Infection after CD19 chimeric antigen receptor T-cell therapy for large B-cell lymphoma: real-world analysis from CIBMTR
- PMID: 40435511
- PMCID: PMC12607006
- DOI: 10.1182/bloodadvances.2025016141
Infection after CD19 chimeric antigen receptor T-cell therapy for large B-cell lymphoma: real-world analysis from CIBMTR
Abstract
Infection is increasingly recognized as a significant cause of morbidity and mortality in patients with relapsed/refractory (R/R) large B-cell lymphoma (LBCL) receiving CD19 chimeric antigen receptor (CAR) T-cell therapy. The current study analyzed the natural history, risk factors, and outcomes of infection in 3350 patients with R/R LBCL receiving commercial CD19 CAR T-cell therapy (n = 2804 axicabtagene ciloleucel [axi-cel], n = 546 tisagenlecleucel) from December 2017 to June 2022. Infection developed in 834 patients (24.9%) within 100 days after infusion, resulting in an infection density of 0.43 per 100 patient days and a 100-day cumulative incidence of 22%. Bacterial, viral, and fungal infections were recorded in 527 (15.7%), 374 (11.2%), and 108 patients (3.2%), respectively, with corresponding infection densities of 0.23, 0.15, and 0.04 per 100 patient days.

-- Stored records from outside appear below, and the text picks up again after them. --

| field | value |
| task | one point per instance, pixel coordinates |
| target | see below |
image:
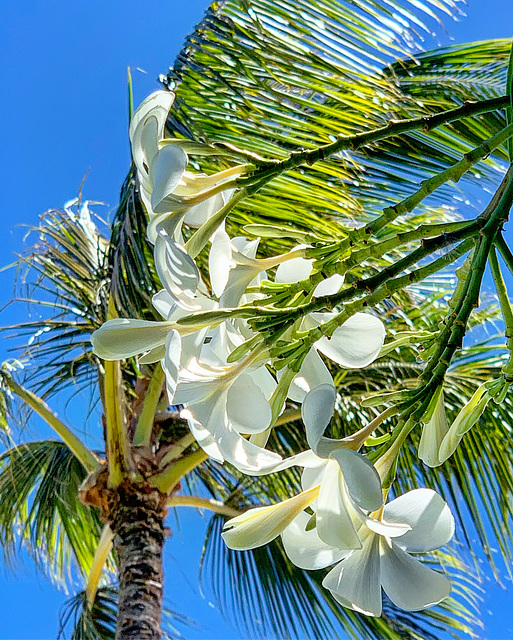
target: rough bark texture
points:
(137, 520)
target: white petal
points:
(329, 287)
(312, 374)
(167, 171)
(430, 519)
(203, 437)
(356, 581)
(356, 343)
(244, 455)
(176, 269)
(238, 281)
(316, 411)
(164, 303)
(305, 549)
(362, 479)
(171, 362)
(247, 408)
(433, 433)
(158, 103)
(293, 270)
(125, 337)
(408, 583)
(219, 260)
(153, 355)
(335, 524)
(259, 526)
(145, 149)
(197, 216)
(313, 475)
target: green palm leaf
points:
(40, 507)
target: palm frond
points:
(62, 281)
(265, 595)
(99, 621)
(40, 508)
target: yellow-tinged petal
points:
(259, 526)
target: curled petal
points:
(246, 406)
(305, 549)
(407, 582)
(176, 269)
(219, 260)
(171, 362)
(362, 479)
(335, 512)
(316, 411)
(259, 526)
(356, 581)
(123, 337)
(294, 270)
(433, 434)
(158, 104)
(429, 516)
(313, 373)
(356, 343)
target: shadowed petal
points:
(125, 337)
(407, 582)
(430, 519)
(259, 526)
(356, 581)
(305, 549)
(335, 525)
(356, 343)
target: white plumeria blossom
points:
(417, 522)
(342, 487)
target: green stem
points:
(353, 142)
(144, 428)
(507, 312)
(87, 458)
(505, 251)
(116, 437)
(203, 503)
(176, 450)
(167, 480)
(100, 556)
(196, 243)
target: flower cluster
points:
(231, 403)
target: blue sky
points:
(64, 113)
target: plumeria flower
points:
(348, 481)
(417, 522)
(224, 402)
(439, 440)
(354, 345)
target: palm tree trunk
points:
(137, 521)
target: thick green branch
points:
(355, 141)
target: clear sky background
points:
(63, 114)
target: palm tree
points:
(257, 80)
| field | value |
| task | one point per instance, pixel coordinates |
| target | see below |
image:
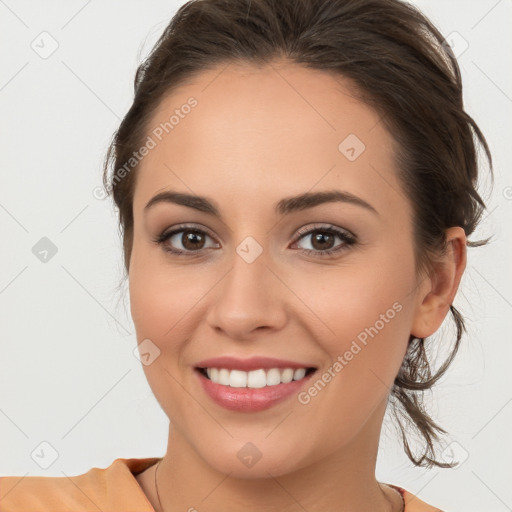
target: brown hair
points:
(398, 64)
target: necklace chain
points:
(161, 508)
(156, 487)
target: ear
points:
(438, 290)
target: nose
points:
(250, 298)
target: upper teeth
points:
(255, 378)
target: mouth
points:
(253, 391)
(254, 379)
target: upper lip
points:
(253, 363)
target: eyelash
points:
(347, 237)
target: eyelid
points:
(348, 238)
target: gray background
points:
(68, 374)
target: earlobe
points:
(437, 295)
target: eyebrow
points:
(285, 206)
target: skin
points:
(256, 136)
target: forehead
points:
(267, 132)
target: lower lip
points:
(250, 399)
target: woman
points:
(296, 182)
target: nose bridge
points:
(249, 295)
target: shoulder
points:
(413, 503)
(109, 489)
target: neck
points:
(343, 481)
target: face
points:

After a 24-month median follow-up, 1482 patients (44%) had died, with infection as the primary cause in 173 cases (12%). The 100-day infection-related mortality (IRM) was 1.6% (95% confidence interval, 1.2-2.0). Patients with a Karnofsky performance score of ≤80, infection history before CAR T-cell therapy, axi-cel therapy, severe cytokine release syndrome (grade ≥3), and severe immune effector cell-associated neurotoxicity syndrome (grade ≥3) had increased infection risk. Infections within 100 days were an independent risk factor for inferior overall survival beyond day 100 after CD19 CAR T-cell therapy. In conclusion, study results show a significant incidence of infection and IRM in patients with R/R LBCL treated with CD19 CAR T-cell therapy. Furthermore, results identify patients at a heightened risk of infection, offering insights to guide potential interventions aimed at mitigating infection and improving patient outcomes after CAR T-cell therapy.
Licensed under Creative Commons Attribution-NonCommercial-NoDerivatives 4.0 International (CC BY-NC-ND 4.0), permitting only noncommercial, nonderivative use with attribution.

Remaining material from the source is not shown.